30 June 2009

Civil Litigation At Its Worst

A Monday decision by the Colorado Supreme Court, decided by a 4-2 margin, over whether a sanction for discovery violations and related misconduct by lawyers in civil litigation was too harsh (the majority ruled that it was), nicely illustrates what civil litigation looks like when the pre-trial process gets ugly, despite (or perhaps because of the fact) that the underlying case was a fairly low stakes affair. The damages sought in the case had a principal amount of about $23,000 (the dividing line between the limited jurisdiction county court and the general jurisdiction district court is $15,000) in what appeared to all of the judges involved at trial and on appeal, to be a relatively simple case with only a few couple of seriously disputed facts.

While the ruling was highly fact specific and hence has only modest precedential application, appellate rulings on pre-trial procedure are rare, so the impact may be disproportionate.

No one on the Colorado Supreme Court believed that sanctions of some kind were not justified in the case, but the Court stuggled with how to balance deciding the case on the merits whenever possible with the desire to give trial judges enough authority to encourage lawyers and their employers not to behave badly.

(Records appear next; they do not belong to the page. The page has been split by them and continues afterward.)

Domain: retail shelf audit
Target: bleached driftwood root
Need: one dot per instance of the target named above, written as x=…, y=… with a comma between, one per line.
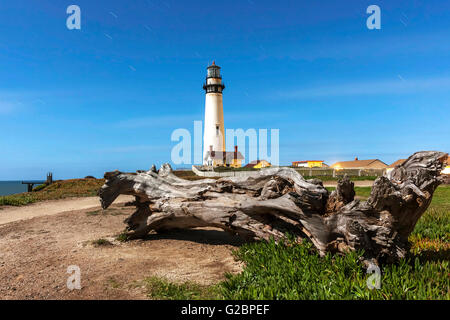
x=274, y=201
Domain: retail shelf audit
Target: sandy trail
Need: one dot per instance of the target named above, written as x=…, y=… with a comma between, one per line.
x=51, y=207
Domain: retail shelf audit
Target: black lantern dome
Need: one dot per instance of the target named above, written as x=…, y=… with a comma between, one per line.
x=213, y=80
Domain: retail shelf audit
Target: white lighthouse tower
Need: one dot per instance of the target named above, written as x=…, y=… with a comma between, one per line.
x=214, y=133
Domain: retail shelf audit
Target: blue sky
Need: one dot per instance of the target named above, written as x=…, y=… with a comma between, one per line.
x=108, y=96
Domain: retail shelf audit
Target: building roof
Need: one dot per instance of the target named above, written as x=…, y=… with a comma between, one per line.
x=356, y=163
x=306, y=161
x=396, y=163
x=253, y=163
x=218, y=155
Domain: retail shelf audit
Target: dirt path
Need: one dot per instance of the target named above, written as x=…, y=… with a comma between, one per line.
x=43, y=208
x=36, y=252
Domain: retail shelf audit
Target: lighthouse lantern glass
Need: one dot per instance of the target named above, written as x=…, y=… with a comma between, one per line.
x=213, y=73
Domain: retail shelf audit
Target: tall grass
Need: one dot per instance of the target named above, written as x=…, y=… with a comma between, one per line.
x=289, y=271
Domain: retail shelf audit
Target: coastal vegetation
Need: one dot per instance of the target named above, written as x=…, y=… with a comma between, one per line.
x=287, y=270
x=57, y=190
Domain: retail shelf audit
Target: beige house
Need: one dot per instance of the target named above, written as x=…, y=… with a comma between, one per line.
x=258, y=164
x=394, y=164
x=360, y=164
x=226, y=159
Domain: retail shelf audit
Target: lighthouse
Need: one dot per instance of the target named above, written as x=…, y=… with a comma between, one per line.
x=214, y=133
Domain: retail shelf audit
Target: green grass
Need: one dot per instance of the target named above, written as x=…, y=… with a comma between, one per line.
x=289, y=271
x=57, y=190
x=295, y=271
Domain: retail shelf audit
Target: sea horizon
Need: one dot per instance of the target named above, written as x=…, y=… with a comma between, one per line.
x=9, y=187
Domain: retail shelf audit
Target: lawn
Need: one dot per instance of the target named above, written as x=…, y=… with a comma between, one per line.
x=287, y=270
x=291, y=271
x=57, y=190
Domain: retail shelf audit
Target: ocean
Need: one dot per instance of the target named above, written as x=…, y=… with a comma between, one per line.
x=11, y=187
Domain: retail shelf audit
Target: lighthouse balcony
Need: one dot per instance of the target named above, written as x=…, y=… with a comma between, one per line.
x=213, y=88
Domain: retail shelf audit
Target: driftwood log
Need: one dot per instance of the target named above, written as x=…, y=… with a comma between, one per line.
x=274, y=201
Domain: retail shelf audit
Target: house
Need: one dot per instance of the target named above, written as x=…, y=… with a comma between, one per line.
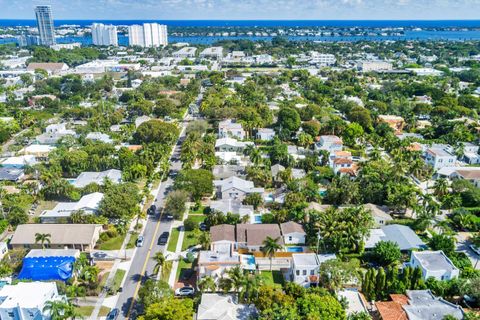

While the case was won by the side receiving the harsh sanction, one has to question whether the win was worth the fallout involved in being identified as someone who behaved badly in pre-trial litigation in a publicly reported Colorado Supreme Court decision, which amounts to the moral equivalent of a public reprimand, to that lawyer, who will still probably end up paying the monetary sanction that was upheld, will still probably get stiffed on the client's bill in the case, and may still experience retaliation from judges and opposing counsel who might otherwise not have been aware of the incident in future cases.

Also, while the trial judge's sanction relating to the merits of the underlying case was not upheld on appeal, that same trial judge will preside at trial if the case goes to trial, and going to trial before an unhappy judge who has wide discretion on many matters is rarely a desirable propect for a client or that client's lawyer.

In the same shoes (and I am not in the same shoes), I would probably have simply agreed to indemnify the client for any losses suffered in this relatively a low stakes case by an unfavorable ruling on the merits as a discovery sanction. Indeed, the basic premise behind to adversary system in civil litigation, which makes less sense in criminal litigation where malpractice settlements rarely make a defendant whole, is that money paid in a malpractice suit, or under the threat of a malpractice suit, from an attorney who is probably not judgment proof, allows a client to be made whole, even when the client is punished by a judge for a mistake or misconduct that is really the client's lawyer's fault.